While a person’s chances of living to 100 years are low, they are certainly higher than those of their parents and grandparents. One study in the United Kingdom calculated the chances for a newly born British baby living to 100 years to be one in four for baby boys and one in three for baby girls. Other studies have been more optimistic about the chances of becoming a centenarian, estimating that more half of the babies in advanced industrialized nations can expect to live a 100 years.

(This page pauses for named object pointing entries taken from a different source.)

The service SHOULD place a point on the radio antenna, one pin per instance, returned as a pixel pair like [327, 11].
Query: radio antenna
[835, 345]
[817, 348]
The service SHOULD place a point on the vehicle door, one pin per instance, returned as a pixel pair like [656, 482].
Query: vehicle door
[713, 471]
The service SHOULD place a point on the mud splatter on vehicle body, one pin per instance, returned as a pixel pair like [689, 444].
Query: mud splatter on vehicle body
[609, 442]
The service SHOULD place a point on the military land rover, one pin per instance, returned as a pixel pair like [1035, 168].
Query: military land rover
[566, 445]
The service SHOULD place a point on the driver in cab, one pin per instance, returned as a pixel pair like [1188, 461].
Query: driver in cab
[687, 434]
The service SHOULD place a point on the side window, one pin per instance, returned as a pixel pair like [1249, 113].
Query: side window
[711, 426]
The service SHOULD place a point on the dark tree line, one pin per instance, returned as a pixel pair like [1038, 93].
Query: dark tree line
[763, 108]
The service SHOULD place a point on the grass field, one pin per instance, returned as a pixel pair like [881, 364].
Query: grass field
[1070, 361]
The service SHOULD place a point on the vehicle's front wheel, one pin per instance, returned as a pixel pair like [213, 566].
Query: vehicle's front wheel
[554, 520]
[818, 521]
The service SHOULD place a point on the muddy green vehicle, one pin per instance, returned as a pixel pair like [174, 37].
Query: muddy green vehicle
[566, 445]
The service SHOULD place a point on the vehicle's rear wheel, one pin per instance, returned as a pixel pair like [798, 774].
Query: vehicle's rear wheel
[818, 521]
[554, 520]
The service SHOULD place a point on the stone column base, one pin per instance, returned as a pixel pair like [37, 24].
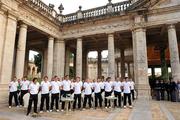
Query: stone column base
[4, 94]
[143, 92]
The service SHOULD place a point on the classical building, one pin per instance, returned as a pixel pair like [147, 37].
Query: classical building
[142, 26]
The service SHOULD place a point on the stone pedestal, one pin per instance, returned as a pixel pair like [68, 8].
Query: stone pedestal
[174, 53]
[8, 50]
[21, 48]
[111, 57]
[140, 62]
[50, 57]
[79, 58]
[122, 64]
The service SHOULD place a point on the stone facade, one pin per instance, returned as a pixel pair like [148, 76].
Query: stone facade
[31, 24]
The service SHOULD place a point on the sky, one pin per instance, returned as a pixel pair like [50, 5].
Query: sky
[71, 6]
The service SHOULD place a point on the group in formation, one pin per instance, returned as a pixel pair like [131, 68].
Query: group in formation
[93, 92]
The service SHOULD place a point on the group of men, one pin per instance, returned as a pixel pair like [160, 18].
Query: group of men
[169, 90]
[57, 88]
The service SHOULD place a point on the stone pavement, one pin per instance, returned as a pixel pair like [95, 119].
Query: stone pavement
[149, 110]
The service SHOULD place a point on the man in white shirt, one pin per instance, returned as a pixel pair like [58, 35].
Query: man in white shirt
[97, 91]
[44, 88]
[13, 92]
[127, 92]
[108, 90]
[132, 88]
[66, 87]
[87, 86]
[55, 90]
[24, 89]
[33, 90]
[117, 92]
[77, 87]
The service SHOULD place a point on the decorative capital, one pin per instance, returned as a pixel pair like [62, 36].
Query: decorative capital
[61, 8]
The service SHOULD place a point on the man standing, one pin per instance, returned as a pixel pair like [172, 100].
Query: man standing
[44, 88]
[127, 92]
[77, 87]
[87, 93]
[132, 88]
[97, 91]
[66, 87]
[117, 92]
[24, 89]
[13, 92]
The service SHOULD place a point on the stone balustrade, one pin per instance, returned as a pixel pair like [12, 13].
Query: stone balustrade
[44, 9]
[109, 9]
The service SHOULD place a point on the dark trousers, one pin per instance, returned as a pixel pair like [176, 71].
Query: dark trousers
[33, 98]
[127, 95]
[23, 92]
[77, 97]
[98, 97]
[11, 95]
[43, 98]
[132, 95]
[64, 95]
[55, 97]
[89, 98]
[158, 95]
[162, 94]
[118, 95]
[106, 95]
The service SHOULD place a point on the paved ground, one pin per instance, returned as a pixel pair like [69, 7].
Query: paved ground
[150, 110]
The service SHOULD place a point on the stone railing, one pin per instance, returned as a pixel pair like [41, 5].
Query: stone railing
[109, 9]
[47, 11]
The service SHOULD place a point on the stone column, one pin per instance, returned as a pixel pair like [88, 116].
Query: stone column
[79, 58]
[62, 58]
[99, 64]
[21, 48]
[44, 63]
[57, 58]
[129, 70]
[140, 62]
[122, 64]
[67, 61]
[164, 68]
[8, 49]
[84, 64]
[111, 57]
[50, 57]
[117, 63]
[174, 53]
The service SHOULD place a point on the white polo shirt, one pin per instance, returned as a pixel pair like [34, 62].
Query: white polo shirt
[45, 87]
[132, 85]
[108, 86]
[55, 87]
[117, 86]
[87, 88]
[25, 84]
[97, 87]
[126, 86]
[66, 84]
[77, 87]
[13, 86]
[102, 85]
[34, 88]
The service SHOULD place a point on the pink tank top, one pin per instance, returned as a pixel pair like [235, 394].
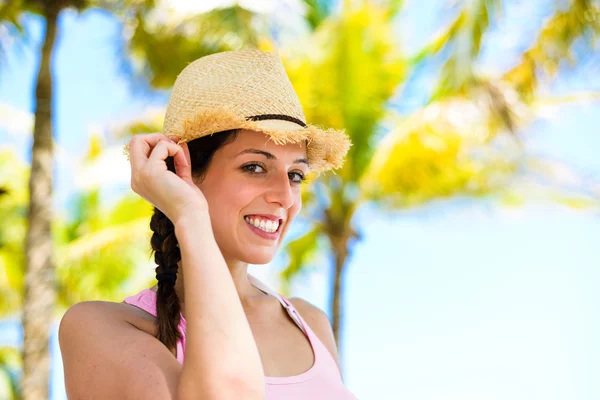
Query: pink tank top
[321, 381]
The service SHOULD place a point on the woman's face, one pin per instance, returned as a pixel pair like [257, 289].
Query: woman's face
[253, 181]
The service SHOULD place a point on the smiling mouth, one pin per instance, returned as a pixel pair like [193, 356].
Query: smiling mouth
[267, 227]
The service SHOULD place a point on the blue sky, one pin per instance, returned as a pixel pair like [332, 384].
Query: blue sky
[458, 299]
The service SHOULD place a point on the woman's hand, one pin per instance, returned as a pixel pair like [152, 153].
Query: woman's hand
[174, 194]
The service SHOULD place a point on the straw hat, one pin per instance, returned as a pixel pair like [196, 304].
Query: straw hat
[248, 89]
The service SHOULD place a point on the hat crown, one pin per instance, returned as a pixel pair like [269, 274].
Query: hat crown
[246, 83]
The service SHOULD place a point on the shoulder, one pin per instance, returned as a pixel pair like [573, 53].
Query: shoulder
[319, 323]
[105, 355]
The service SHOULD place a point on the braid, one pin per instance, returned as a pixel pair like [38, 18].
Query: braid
[166, 256]
[164, 242]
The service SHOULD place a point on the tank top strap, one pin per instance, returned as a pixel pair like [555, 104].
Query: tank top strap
[284, 302]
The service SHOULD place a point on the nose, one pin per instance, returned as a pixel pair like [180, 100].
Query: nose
[280, 191]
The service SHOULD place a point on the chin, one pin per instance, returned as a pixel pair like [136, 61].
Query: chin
[259, 258]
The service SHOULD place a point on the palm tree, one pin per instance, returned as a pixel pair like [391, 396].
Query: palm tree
[425, 155]
[348, 70]
[39, 288]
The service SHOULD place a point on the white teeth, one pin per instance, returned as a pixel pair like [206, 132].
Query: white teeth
[263, 225]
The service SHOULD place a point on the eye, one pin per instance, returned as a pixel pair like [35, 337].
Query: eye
[251, 168]
[297, 177]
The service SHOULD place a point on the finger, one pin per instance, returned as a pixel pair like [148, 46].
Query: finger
[165, 149]
[186, 151]
[184, 171]
[141, 146]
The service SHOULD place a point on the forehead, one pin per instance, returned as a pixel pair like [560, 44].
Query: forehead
[258, 140]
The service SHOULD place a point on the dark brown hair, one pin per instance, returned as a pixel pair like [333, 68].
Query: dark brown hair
[164, 243]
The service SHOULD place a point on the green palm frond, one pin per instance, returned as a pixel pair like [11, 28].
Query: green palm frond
[433, 154]
[347, 80]
[463, 38]
[581, 20]
[221, 29]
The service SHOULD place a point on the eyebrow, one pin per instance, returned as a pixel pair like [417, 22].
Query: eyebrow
[270, 156]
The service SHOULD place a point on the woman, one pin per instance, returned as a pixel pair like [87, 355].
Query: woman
[224, 177]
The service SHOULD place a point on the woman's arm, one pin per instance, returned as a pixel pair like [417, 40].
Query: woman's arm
[220, 349]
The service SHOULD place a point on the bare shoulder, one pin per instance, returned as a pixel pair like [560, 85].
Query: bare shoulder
[106, 355]
[319, 323]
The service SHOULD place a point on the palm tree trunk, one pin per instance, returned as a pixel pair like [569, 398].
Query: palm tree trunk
[340, 250]
[39, 276]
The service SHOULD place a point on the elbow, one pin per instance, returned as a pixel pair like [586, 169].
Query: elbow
[221, 389]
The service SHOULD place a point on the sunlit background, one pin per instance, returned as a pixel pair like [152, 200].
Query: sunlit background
[464, 227]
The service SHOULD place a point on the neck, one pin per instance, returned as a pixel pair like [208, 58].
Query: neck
[239, 274]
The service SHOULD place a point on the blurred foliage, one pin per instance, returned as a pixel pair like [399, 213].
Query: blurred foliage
[346, 71]
[555, 43]
[14, 175]
[10, 367]
[160, 47]
[101, 251]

Increased longevity to 100 years is certainly a blessing that most individuals would like to achieve. However, the growing numbers and proportions of centenarians and other elderly persons are increasingly giving rise to critical policy questions and program issues, including retirement ages, medical care, pensions, financial investments, taxes, social services, health maintenance, rehabilitation, assisted living and caregiving.
Choosing to dismiss or delay addressing the profound consequences of population ageing and increased longevity is not only shortsighted, but also makes matters more difficult for individuals, families and communities as well as financially more costly for governments. Although political leaders may try to do otherwise, the demographic realities of population ageing and increased human longevity cannot be truthfully denied, politically finessed or legislated away. Eventually, the demographic piper will be paid, one way or another.
The views expressed in this article are those of the author and do not necessarily represent the views of, and should not be attributed to, IPS – Inter Press Service.